A senadora Soraya Thronicke (PSB-MS) confirmou que caminhará ao lado do presidente Luiz Inácio Lula da Silva (PT) nas eleições deste ano e que terá o apoio do petista em sua tentativa de renovar o mandato no Senado. A definição saiu após reunião na quinta-feira (16/7), quando Lula reafirmou o respaldo à candidatura da parlamentar por Mato Grosso do Sul, segundo relato de interlocutores do encontro.
Um dos pontos centrais da aproximação, segundo Soraya, foi o compromisso do governo com a ampliação da presença feminina na política. A senadora disse ter considerado decisivo o posicionamento do presidente sobre a necessidade de fortalecer candidaturas de mulheres ao Congresso — argumento que ajudou a consolidar a aliança entre uma parlamentar que ocupou espaço no bolsonarismo em 2018 e o núcleo do atual Planalto.

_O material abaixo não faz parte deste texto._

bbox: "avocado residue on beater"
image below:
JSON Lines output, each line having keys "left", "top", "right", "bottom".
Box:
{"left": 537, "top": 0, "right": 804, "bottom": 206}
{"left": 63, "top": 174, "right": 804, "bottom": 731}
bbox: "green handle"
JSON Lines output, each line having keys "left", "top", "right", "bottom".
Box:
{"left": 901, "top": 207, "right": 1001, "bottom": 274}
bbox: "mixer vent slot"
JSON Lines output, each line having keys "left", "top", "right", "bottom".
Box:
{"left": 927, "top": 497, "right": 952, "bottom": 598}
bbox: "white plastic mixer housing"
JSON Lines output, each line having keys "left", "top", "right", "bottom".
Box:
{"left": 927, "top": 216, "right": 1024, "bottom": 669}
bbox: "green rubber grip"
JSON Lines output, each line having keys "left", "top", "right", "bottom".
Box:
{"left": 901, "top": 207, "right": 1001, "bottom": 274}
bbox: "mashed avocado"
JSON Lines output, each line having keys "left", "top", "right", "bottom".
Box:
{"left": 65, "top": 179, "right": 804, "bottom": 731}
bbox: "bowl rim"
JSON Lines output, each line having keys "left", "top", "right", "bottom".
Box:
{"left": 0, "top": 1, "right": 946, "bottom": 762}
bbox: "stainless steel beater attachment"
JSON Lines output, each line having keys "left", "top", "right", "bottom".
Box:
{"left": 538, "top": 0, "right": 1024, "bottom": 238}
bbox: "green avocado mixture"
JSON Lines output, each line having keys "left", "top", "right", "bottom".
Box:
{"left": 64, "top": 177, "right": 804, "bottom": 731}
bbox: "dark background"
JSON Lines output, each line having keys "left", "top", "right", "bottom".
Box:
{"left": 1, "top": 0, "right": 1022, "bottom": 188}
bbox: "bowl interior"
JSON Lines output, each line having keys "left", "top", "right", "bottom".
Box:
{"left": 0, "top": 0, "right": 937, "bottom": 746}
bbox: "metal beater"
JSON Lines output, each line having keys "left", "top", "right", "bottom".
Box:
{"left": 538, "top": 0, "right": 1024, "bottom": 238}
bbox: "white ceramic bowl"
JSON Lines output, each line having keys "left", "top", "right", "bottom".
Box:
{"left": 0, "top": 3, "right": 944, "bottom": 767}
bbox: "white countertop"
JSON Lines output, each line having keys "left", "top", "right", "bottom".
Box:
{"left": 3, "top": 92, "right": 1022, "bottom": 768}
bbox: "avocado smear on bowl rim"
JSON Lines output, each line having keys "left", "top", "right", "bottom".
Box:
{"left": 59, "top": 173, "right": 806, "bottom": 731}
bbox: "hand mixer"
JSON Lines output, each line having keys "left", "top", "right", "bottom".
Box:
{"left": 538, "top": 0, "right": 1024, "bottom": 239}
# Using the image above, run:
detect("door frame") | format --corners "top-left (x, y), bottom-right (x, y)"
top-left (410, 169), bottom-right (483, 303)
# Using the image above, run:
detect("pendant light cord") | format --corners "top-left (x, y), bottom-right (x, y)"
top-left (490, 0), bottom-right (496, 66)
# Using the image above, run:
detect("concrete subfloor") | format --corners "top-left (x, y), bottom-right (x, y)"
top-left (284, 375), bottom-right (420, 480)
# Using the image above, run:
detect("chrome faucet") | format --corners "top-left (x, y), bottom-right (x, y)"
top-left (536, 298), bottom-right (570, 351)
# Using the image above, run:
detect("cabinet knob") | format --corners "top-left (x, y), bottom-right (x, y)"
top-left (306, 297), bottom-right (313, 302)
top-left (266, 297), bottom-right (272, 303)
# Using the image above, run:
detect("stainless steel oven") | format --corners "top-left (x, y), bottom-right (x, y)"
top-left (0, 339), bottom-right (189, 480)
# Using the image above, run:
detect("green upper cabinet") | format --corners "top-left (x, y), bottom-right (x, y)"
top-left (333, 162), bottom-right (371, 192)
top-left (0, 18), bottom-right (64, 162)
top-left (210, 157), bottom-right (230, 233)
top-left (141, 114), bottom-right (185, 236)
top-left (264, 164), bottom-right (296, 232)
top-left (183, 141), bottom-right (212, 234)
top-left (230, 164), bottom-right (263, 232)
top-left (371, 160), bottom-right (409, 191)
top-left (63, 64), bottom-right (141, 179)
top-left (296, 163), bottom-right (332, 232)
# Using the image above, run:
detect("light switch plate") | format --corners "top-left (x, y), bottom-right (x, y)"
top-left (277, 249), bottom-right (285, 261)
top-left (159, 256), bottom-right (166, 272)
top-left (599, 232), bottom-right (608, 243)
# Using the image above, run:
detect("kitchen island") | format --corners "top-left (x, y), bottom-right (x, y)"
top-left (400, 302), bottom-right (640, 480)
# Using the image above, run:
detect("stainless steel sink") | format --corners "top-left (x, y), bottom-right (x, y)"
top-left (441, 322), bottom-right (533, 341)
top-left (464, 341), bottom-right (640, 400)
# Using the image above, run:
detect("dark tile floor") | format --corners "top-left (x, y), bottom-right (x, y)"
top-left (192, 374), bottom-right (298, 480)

A costura política se apoia também na filiação recente de Soraya ao PSB, partido pelo qual deixou o Podemos em abril e que integra a base aliada do governo. Ainda há gestos diplomáticos no nível local: ela recusou o convite para disputar como suplente do deputado federal Vander Loubet (PT-MS), pré-candidato ao Senado, mas afirmou que ambos trabalharão para eleger as duas vagas em disputa no estado. Esse arranjo, porém, pode exigir negociações finas entre PT e aliados regionais para evitar sobreposição de candidaturas e fricções na campanha.
Politicamente, a aliança sinaliza a estratégia do Planalto de ampliar a coalizão incorporando figuras dissidentes da direita tradicional. Para Soraya, o movimento representa uma transição pública de posicionamento — ela deixou a base bolsonarista após 2018 e, em 2022, filiou-se ao União Brasil antes de se distanciar do ex-presidente. No plano prático, o acordo oferece ao governo uma peça de agregação em MS e reforça a pauta da participação feminina; ao mesmo tempo, introduz desafios de articulação local e expõe tensões entre coerência ideológica e cálculos eleitorais.